Несмотря на городской «лоск», я удержался. Я и в армии совершил немало оплошностей, больших и малых, – жаль, не считал, сколько было получено самых разнообразных взысканий, – но я ни разу не унизился до того, чтобы зачеркнуть в душе равенство между мною и теми, кто спал, трудился, воевал рядом.

Они учли это.

Они всё учитывали.

И когда я стал командиром, у меня в этом смысле был уже опыт, вполне достаточный для того, чтобы в моем отношении к солдатам – теперь моим подчиненным – ничего не изменилось. Каждый, кто умело и с полной отдачей выполнял порученное ему дело, был, как и прежде, равным мне боевым товарищем и мог рассчитывать на полное и безусловное мое уважение.

У наиболее опытных солдат я многому учился и никогда не скрывал этого – чего же стыдиться учебы у старшего брата?

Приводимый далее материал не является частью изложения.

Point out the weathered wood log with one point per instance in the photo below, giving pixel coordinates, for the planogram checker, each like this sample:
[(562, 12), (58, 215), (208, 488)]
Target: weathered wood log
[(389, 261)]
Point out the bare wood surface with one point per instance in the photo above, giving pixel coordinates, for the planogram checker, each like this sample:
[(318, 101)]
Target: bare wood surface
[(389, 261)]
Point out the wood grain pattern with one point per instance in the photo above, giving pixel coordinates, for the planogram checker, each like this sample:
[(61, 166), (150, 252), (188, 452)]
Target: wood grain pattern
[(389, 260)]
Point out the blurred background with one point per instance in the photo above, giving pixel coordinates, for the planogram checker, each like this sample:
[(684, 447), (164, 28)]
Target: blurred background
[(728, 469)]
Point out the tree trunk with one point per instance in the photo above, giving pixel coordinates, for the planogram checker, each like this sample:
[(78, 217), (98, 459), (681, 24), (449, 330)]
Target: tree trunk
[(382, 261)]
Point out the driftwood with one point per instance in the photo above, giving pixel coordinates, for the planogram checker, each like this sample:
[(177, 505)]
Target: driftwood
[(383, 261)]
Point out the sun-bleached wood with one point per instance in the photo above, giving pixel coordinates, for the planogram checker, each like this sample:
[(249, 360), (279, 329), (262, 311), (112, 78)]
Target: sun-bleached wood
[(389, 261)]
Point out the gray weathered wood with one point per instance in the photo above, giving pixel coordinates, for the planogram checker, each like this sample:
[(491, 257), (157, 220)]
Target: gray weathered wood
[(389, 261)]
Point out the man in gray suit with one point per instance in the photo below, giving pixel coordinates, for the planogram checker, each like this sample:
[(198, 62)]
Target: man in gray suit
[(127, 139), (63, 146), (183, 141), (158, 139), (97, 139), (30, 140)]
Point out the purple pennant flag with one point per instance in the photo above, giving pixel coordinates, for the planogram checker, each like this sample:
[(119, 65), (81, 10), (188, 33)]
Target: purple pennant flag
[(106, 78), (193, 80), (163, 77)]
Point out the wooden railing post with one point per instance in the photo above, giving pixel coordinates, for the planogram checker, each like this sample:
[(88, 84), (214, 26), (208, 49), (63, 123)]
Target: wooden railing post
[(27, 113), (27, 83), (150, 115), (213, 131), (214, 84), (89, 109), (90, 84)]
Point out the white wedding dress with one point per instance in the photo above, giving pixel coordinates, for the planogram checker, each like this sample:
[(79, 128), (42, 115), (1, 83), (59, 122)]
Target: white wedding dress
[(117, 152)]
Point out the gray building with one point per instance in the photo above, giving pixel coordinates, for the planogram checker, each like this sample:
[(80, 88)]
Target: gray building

Тем более что я был просто вынужден учиться: попавшие ко мне в отделение ветераны финской знали, что́ и как надо делать при восстановлении разрушенной линии связи – им уже приходилось делать это, – а я не знал: нас обучали только  с т р о и т ь  новые линии, уповая, судя по всему, на то, что нам придется все время наступать…

Все у нас продолжало быть общим, еда и питье в том числе; слава богу, я и взводом командовал в звании старшего сержанта, и мне не полагался так называемый командирский дополнительный паек, а то, чего доброго, и я бы не удержался, пожалуй, и стал бы съедать банку консервов, шматок масла и столько-то граммов печенья в одиночку, на глазах у людей, с которыми мы жили в одной землянке.

Мне положено, им – нет.

И гармонь у нас была общая, старенькая, неизвестно как к нам приблудившаяся, а единственным гармонистом во взводе был, как ни странно, я.

Мне с детства нравились цыганские напевы, только не заунывные, а плясовые. Огненный ритм, сперва приглушенный, полускрытый, потом, постепенно, все более обжигающий – в этом «восхождении», что ли, их секрет? – неизменно приводил меня в состояние, близкое к экстазу, заставлял забывать обо всем на свете, делал мое тело потенциально гибким и легким.

Но на гитаре я играть так и не научился – рояль, рояль… И вообще в большом городе вся эта «цыганщина» была мне еще как-то не по возрасту, не по плечу, существовала где-то вдали – они на эстраде, я в зале. Армейские же будни, особенно после начала войны, мощно выдвинув песенную стихию «в народ», приблизили ее ко мне вплотную.

С детства ничего не певший, ни один, ни в компании, – случая не было, – я полюбил хоровые песни, а к моей любимой «цыганской» гитаре приплюсовалась гармонь.